Preliminary Results of the Review

    As a result of this review, we preliminarily determine that NHCI's 
margin for the period August 1, 1996, through July 31, 1997, is zero.
    Parties to the proceeding may request disclosure within five days 
of the date of publication of this notice. Interested parties may also 
request a hearing within thirty days of publication. If requested, a 
hearing will be held 37 days after publication. Interested parties may 
submit case briefs within thirty days of publication. Rebuttal briefs, 
which must be limited to issues raised in the case briefs, may be filed 
not later than five days after the case briefs.
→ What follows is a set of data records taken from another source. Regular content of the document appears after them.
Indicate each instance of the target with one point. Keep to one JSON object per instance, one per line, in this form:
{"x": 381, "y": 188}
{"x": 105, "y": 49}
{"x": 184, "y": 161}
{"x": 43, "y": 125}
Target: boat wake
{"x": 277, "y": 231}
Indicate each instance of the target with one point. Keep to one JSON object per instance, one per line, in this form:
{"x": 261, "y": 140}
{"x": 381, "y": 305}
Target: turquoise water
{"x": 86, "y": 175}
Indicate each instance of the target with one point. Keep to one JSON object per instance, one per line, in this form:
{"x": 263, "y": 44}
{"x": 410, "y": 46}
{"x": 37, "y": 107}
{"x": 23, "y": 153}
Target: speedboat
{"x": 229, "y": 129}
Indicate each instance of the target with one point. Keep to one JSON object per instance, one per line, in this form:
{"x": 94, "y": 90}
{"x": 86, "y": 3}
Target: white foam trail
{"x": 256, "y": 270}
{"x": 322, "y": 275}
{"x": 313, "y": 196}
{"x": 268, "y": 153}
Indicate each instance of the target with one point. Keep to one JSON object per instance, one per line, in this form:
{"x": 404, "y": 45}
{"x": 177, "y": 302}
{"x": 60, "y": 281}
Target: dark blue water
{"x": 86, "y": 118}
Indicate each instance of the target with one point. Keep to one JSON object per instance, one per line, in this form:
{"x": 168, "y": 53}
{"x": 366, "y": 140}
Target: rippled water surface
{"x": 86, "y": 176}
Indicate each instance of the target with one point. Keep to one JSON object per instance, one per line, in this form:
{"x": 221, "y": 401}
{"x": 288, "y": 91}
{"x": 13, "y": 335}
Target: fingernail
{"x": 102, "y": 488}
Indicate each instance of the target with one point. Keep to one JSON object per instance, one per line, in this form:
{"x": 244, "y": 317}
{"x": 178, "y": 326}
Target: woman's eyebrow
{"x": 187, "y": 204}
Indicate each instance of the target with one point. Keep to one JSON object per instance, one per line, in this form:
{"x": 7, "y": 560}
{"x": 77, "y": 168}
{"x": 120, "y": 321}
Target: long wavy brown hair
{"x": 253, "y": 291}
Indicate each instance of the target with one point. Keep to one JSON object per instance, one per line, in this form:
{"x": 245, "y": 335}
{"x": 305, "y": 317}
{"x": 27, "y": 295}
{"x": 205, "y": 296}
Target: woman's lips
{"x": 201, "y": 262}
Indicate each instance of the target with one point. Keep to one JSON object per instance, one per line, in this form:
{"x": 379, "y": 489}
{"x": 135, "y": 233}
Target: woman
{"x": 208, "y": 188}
The Department will 
issue a notice of the final results of this administrative review, 
which will include the results of its analysis of issues raised in any 
such briefs, within 120 days from the publication of these preliminary 
results.
    Furthermore, the following deposit requirements will be effective 
upon completion of the final results of this administrative review for 
all shipments of pure magnesium from Canada entered, or withdrawn from 
warehouse, for consumption on or after the publication date of the 
final results of this administrative review, as provided by section 
751(a)(1) of the Act: (1) the cash deposit rate for the reviewed 
company will be the rate established in the final results of this 
administrative review (except no cash deposit will be required for the 
company if its weighted-average margin is de minimis, i.e., less than 
0.5 percent); (2) for merchandise exported by manufacturers or 
exporters not covered in this review but covered in the original less 
than fair value investigation or a previous review, the cash deposit 
will continue to be the most recent rate published in the final 
determination or final results for which the manufacturer or exporter 
received an individual rate; (3) if the exporter is not a firm covered 
in this review, the previous review, or the original investigation, but 
the manufacturer is, the cash deposit rate will be the rate established 
for the most recent period for the manufacturer of the merchandise; and 
(4) if neither the exporter nor the manufacturer is a firm covered in 
this or any previous reviews, the cash deposit rate will be 21 percent, 
the ``all others'' rate established in Pure Magnesium from Canada; 
Amendment of Final Determination of Sales At Less Than Fair Value and 
Order in Accordance With Decision on Remand (58 FR 62643, November 29, 
1993).
    This notice serves as a preliminary reminder to importers of their 
responsibility to file a certificate regarding the reimbursement of 
antidumping duties prior to liquidation of the relevant entries during 
this review period. Failure to comply with this requirement could 
result in the Secretary's presumption that reimbursement of antidumping 
duties occurred and the subsequent assessment of double antidumping 
duties.
    This administrative review and notice are in accordance with 
sections 751(a)(1) of the Act (19 U.S.C. 1675(a)(1)) and 19 CFR section 
351.213.

    Dated May 4, 1998.
Robert S. LaRussa,
Assistant Secretary for Import Administration.